The district court below cited the Shirley and Walton factors, but did not specify which of
the criteria it relied upon in holding the corporation (Janet S. Bischer Farms, Inc., Bischer Tiling,
Inc., Bischer Ready-Mix, Inc.), limited liability company (Melvin J. Bischer, LLC, Janet S. Bischer,
LLC, Pauline J. Bischer-Geiger, LLC), and individual (Melvin Bischer, Janet Bischer, Bradley
Geiger, and Pauline Geiger) defendants liable as alter egos for Bischer Farms, Inc.’s breach of
contract.
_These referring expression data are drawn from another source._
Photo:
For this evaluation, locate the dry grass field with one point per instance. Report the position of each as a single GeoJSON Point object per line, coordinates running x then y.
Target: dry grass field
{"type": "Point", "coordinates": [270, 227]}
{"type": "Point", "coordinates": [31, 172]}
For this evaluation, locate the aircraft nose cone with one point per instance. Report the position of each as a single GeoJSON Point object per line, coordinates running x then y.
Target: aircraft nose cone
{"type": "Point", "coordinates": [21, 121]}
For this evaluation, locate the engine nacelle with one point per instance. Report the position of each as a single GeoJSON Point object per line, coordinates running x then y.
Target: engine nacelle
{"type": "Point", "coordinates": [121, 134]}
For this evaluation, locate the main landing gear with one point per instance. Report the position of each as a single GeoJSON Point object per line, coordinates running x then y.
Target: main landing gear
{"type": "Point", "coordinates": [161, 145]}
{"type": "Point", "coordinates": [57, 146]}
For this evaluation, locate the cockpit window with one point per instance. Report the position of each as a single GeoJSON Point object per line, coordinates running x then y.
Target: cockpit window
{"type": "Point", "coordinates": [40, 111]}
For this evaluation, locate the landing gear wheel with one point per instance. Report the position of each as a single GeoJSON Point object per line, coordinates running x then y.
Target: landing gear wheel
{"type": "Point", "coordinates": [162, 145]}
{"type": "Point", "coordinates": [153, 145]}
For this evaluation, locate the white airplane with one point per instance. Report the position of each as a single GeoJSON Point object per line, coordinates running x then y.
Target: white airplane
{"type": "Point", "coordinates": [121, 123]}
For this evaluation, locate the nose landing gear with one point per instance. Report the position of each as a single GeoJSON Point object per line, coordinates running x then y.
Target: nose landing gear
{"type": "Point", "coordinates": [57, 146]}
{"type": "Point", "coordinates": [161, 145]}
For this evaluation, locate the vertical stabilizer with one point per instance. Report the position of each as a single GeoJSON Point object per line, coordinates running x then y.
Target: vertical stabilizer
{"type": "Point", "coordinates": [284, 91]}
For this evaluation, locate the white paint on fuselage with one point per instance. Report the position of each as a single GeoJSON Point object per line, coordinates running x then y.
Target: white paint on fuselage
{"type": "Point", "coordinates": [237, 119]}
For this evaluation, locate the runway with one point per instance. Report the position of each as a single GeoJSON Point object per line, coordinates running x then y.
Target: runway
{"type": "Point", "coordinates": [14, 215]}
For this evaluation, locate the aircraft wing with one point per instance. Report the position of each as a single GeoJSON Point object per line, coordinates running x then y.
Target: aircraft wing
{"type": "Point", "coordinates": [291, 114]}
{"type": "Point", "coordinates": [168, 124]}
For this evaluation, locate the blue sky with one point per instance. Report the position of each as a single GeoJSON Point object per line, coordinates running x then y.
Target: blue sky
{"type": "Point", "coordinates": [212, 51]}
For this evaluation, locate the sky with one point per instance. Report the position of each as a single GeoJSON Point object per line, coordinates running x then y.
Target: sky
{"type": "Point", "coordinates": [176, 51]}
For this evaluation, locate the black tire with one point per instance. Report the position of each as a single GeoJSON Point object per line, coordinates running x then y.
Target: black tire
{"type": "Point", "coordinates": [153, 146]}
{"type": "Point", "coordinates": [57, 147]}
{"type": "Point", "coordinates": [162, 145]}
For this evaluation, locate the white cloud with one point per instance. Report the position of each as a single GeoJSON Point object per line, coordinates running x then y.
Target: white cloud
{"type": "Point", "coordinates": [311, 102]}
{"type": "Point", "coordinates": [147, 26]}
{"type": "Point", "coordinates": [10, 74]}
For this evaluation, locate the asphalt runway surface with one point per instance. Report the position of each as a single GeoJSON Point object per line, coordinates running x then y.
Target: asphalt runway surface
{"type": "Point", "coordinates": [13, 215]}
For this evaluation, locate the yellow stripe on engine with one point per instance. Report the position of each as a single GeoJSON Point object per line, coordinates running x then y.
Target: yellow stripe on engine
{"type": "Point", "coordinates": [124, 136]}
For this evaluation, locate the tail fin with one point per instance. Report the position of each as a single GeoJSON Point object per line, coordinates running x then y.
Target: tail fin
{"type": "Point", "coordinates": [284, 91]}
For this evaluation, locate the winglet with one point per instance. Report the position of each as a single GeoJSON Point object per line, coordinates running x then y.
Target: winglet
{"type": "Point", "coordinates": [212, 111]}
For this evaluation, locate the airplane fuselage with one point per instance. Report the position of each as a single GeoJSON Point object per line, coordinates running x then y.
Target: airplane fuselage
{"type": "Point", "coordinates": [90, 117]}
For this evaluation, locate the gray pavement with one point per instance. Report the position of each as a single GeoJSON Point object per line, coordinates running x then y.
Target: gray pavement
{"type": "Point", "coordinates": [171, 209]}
Scarff Bros., 546 F. Supp. 2d at 494, 496. The district court instead relied on the
“extensive and ongoing relationship” among the Defendants that demonstrated the “economic
reality” that these entities were in fact a “single comprehensive business enterprise.” Id. at 495–96.
The district court noted that the individuals did not differentiate themselves from the business
entities in their own minds, used corporate funds to pay personal expenses, made frequent
intercompany loans not at arms length, and shared employees, equipment, and cash. Id. at 496.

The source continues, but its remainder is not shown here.